We finally arrived in Alice Springs 2.5 hours later, skipping 1.5 hours ahead in time after the most disgusting plane food to date: ‘falafel and aubergine’ wrap and all we wanted to do was sleep so we headed to our hostel and passed out for the day. Quick trip out for food and back to sleep for our 5am wake up call. 5am Monday morning we boarded the bus and headed into the wilderness, the first thing to mention is that we were in 40 degree heat on a tiny mini bus packed with 24 people – thank god for a/c and the litres of water we stocked up with. Our first stop was at the Camel Farm, Blonde Becca: “if we can get 3 on a camel i’ll definitely pay $100 to do it.” Unfortunately we wern’t allowed three on a camel but it was a mere $6 for two on a camel; probably the cheapest thing i’ve found in Australia in terms of value. Second stop was at a Cattle station where I got to stroke a dingo, he’d been living with the family since he was a pup so wasn’t too wild.
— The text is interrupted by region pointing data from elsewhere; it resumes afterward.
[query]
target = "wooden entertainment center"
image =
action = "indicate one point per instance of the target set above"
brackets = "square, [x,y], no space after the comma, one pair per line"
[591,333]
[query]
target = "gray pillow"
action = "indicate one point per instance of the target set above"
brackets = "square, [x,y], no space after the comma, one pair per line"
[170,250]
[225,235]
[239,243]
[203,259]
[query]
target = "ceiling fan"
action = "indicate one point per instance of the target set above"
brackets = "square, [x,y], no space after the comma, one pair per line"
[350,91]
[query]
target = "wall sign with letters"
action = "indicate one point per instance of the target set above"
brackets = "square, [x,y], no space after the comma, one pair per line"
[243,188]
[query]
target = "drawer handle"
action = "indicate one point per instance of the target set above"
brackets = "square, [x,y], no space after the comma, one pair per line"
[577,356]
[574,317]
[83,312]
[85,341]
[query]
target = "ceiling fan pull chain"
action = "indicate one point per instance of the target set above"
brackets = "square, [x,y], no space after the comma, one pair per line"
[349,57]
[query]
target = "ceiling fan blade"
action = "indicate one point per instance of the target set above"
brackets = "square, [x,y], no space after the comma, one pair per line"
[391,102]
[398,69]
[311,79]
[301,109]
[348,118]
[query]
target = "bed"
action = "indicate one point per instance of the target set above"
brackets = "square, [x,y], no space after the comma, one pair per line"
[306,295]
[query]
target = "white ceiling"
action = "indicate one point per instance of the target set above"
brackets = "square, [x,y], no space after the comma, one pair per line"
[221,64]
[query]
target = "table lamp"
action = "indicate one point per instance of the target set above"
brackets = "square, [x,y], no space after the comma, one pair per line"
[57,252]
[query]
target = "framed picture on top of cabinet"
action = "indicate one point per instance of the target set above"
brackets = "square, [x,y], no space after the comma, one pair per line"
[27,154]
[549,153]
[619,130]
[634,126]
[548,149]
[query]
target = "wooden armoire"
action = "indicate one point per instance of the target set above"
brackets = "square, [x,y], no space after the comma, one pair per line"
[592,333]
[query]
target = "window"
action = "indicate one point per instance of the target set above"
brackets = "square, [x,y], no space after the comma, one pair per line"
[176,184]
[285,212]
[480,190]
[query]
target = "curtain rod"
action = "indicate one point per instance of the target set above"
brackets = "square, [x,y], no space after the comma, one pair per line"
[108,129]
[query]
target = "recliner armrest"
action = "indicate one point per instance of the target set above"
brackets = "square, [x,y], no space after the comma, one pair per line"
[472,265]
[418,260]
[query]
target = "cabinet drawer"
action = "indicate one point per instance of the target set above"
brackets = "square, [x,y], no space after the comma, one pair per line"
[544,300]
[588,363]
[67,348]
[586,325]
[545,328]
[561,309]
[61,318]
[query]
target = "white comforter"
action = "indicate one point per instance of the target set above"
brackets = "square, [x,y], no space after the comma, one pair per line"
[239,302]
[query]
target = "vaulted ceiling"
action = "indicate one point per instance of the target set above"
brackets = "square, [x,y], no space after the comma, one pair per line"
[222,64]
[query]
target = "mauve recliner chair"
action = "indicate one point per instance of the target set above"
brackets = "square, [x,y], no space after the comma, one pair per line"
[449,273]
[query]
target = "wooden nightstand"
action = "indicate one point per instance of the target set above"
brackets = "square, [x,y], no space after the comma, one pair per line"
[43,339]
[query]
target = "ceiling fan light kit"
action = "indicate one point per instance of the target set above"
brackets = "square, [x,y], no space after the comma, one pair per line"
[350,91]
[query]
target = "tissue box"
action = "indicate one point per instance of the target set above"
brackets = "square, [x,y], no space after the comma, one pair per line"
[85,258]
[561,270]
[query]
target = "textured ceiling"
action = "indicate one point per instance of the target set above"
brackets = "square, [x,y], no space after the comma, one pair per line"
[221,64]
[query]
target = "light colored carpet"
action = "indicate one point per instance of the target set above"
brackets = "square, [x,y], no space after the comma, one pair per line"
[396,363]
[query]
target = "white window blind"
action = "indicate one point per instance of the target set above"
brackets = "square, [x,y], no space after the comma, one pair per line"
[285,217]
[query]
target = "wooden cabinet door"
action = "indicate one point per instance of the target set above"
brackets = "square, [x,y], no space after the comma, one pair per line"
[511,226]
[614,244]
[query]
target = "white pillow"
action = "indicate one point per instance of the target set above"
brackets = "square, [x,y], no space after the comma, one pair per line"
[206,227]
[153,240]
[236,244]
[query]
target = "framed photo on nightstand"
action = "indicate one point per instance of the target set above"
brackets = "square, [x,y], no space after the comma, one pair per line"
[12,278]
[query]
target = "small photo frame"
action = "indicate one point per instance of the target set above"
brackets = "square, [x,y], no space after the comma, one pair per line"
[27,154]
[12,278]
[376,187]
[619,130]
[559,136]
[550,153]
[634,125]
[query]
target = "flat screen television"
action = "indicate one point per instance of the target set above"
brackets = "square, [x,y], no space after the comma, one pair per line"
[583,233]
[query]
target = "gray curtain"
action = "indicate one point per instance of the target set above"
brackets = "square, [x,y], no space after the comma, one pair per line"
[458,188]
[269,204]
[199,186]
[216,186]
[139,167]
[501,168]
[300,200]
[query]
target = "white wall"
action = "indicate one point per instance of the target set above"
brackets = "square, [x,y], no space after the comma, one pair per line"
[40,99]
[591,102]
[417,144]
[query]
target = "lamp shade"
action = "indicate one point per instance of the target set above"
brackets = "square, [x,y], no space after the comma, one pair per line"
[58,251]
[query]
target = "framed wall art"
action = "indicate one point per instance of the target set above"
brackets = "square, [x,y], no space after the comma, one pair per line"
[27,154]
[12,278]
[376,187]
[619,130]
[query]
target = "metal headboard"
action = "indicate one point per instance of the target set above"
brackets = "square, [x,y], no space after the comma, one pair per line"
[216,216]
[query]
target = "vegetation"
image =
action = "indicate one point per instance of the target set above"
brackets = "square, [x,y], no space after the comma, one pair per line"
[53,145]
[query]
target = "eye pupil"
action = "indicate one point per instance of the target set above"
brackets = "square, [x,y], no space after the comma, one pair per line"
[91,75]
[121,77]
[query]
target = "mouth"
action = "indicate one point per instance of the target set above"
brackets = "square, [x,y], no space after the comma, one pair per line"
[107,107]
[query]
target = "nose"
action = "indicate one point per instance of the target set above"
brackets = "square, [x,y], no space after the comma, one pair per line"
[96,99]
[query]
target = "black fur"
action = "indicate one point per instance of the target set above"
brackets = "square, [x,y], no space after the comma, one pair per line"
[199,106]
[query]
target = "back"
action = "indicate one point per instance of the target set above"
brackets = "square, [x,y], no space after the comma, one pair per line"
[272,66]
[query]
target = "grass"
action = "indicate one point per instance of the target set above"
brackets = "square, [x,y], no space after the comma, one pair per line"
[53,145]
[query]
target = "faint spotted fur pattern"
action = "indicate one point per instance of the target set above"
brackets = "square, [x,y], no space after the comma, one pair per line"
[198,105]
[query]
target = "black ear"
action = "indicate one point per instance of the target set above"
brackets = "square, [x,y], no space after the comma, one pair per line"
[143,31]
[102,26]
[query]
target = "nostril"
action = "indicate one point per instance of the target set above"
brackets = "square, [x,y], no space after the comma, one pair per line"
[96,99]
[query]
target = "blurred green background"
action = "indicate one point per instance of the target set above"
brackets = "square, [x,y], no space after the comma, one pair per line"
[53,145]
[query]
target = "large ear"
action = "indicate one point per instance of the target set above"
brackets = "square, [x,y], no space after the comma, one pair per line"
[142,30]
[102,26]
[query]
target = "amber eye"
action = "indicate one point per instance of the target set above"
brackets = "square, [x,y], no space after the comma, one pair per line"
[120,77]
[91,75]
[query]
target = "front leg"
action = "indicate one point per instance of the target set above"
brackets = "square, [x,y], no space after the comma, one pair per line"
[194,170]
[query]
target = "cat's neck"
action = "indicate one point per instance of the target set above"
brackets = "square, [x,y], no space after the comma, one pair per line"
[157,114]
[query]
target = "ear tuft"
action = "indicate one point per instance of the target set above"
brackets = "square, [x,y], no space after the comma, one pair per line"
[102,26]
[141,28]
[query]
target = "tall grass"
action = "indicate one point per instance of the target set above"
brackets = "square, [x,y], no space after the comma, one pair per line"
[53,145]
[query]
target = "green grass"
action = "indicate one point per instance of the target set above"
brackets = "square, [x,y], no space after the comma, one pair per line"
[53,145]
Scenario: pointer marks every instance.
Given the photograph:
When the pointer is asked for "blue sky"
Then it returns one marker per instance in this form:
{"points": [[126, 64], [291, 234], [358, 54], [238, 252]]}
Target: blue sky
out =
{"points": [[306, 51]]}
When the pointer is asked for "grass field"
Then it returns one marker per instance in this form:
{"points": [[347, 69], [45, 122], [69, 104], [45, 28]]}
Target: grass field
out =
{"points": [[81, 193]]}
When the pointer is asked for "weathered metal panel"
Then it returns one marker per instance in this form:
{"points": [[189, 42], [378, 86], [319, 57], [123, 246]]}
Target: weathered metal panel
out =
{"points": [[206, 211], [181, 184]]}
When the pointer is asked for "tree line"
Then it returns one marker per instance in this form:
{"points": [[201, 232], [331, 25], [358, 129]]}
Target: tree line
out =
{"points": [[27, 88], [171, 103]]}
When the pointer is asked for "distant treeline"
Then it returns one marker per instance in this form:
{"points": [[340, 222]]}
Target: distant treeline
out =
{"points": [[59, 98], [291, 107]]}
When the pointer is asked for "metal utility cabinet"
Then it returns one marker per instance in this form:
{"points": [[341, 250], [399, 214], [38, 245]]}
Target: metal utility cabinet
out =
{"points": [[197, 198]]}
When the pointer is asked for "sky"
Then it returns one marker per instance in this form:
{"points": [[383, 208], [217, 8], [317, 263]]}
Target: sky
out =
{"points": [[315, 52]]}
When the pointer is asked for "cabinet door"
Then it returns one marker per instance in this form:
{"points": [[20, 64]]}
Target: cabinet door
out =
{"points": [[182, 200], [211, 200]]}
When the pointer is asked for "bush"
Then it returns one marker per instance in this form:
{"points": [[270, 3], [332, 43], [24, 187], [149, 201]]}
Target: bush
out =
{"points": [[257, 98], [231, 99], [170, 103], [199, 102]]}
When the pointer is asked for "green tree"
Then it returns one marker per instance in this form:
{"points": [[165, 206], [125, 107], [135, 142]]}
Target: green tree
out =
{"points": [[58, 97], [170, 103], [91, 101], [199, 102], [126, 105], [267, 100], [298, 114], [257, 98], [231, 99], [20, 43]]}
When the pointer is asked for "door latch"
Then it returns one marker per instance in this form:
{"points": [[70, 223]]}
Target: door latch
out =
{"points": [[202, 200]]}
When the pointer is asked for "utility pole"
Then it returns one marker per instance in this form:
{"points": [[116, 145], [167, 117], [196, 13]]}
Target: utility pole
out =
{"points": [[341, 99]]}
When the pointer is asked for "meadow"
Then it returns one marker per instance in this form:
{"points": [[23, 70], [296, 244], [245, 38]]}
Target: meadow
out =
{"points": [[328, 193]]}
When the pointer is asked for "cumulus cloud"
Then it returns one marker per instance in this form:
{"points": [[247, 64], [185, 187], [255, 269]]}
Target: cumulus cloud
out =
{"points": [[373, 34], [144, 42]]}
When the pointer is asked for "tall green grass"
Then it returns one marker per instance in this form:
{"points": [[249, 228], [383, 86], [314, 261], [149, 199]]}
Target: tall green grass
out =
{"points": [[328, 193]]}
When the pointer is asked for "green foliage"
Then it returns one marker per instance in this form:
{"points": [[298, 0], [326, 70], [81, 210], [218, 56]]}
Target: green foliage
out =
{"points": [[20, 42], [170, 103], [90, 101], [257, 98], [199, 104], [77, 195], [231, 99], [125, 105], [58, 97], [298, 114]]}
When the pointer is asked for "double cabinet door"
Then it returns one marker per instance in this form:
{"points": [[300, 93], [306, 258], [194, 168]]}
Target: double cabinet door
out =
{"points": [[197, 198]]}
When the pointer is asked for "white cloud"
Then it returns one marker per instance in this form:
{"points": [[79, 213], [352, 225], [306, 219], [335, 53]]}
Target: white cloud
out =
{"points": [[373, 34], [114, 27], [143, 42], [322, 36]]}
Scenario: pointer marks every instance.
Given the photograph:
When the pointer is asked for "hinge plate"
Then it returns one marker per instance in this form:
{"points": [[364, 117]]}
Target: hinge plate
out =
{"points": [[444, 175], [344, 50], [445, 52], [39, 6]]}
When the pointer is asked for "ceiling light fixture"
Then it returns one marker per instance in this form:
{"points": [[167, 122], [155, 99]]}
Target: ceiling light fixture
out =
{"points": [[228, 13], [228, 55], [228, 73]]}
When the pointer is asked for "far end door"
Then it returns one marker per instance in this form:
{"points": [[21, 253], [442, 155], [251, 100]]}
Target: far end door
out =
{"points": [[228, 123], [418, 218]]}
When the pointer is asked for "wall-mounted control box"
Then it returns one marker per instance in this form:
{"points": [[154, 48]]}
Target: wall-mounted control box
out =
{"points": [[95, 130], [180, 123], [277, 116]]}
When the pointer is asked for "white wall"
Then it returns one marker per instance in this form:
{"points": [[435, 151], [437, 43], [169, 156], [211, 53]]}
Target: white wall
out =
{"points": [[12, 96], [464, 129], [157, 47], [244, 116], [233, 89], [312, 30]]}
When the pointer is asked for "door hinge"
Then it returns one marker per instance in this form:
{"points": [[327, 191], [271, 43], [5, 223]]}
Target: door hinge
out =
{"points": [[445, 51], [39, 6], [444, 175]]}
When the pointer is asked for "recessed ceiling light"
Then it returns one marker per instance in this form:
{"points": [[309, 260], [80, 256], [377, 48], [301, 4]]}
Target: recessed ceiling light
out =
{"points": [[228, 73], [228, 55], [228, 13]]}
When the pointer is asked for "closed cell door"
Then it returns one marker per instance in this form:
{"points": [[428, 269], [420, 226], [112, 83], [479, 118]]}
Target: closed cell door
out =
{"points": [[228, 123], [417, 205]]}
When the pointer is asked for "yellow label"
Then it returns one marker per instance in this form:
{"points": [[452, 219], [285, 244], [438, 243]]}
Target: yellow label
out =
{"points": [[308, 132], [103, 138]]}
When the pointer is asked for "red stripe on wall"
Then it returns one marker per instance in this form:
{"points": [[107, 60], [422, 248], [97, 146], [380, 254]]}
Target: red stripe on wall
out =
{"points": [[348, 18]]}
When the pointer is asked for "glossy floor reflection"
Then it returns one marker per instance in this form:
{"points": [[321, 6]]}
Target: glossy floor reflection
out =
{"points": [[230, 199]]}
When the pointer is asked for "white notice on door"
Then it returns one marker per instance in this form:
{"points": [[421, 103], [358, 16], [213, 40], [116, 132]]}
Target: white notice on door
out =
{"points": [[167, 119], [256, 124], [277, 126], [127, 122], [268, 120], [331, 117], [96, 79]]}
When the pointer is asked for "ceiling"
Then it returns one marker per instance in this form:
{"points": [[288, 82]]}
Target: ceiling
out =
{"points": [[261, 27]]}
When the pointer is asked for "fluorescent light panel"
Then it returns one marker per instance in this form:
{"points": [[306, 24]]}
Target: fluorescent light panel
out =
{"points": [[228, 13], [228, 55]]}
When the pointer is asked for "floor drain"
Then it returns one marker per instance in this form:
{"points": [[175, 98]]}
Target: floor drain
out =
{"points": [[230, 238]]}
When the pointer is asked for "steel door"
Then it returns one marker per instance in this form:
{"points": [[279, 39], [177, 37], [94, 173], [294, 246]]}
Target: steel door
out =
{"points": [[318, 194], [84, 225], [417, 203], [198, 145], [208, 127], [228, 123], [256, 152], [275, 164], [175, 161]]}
5 hours later we arrived at our camp site where we fuelled up on sandwiches before heading to the Kings Canyon. We had the choice of a 1km walk through the middle of the canyon or a 6km trek around the perimeter of the canyon. “go big or go home” i went big and nearly died on the first part of the trek, only 300 steps in 40 degrees…. eazy. The canyon was beautiful, formed by an eathquake had created amazing rock formations in the red and yellow sandstone. 4.5 l water and 3 hours later we were back on the ground and made our way back to camp for some spaghetti before laying our swags for the night. A swag is an Australian sleeping bag, basically a foam matress inside a sleeping bag. Probably one of the best nights sleep i’ve had in my life, you could see every star in the sky, the milkways, several planets and complete silence.
Tuesday, the second day of the tour we got up, packed up and headed to Uluru, passing a sign ‘next services 184km’ I can’t really tell you that much because you should just go and see it yourself !! we walked half the perimeter of the base, about 6km taking thousands of photographs, rhino came on the walk because he also really wanted to see the beauty. Around 6pm we headed to sunset where we watched the sun set on Uluru changing the brown rock into a magnificent deep red colour.
Wednesday morning we awoke to The Lion King soundtrack at 4am to go and watch the sunrise behind Uluru; again one of the most beautiful things i’ve seen watching the sun rise above this giant rock uplifted onto this vast flat plain of desert. After the sunrose we headed to Valley of the winds, 7.5km trek completed before 10am… why not. The valley of the winds was like a scene from the Land Before Time, the rocks formed small valleys in between them hence gaining its name. After our trek we had a quick lunch and headed back to Alice Springs for a group pub dinner and once again passed out in bed from the heat/so much walkkkiiinngggggg…..
The next day I flew back to Melbourne, only had to wait on the aeroplane for an hour at Melbourne airport on the runway because we weren’t allowed to get off due to a storm brewing overhead.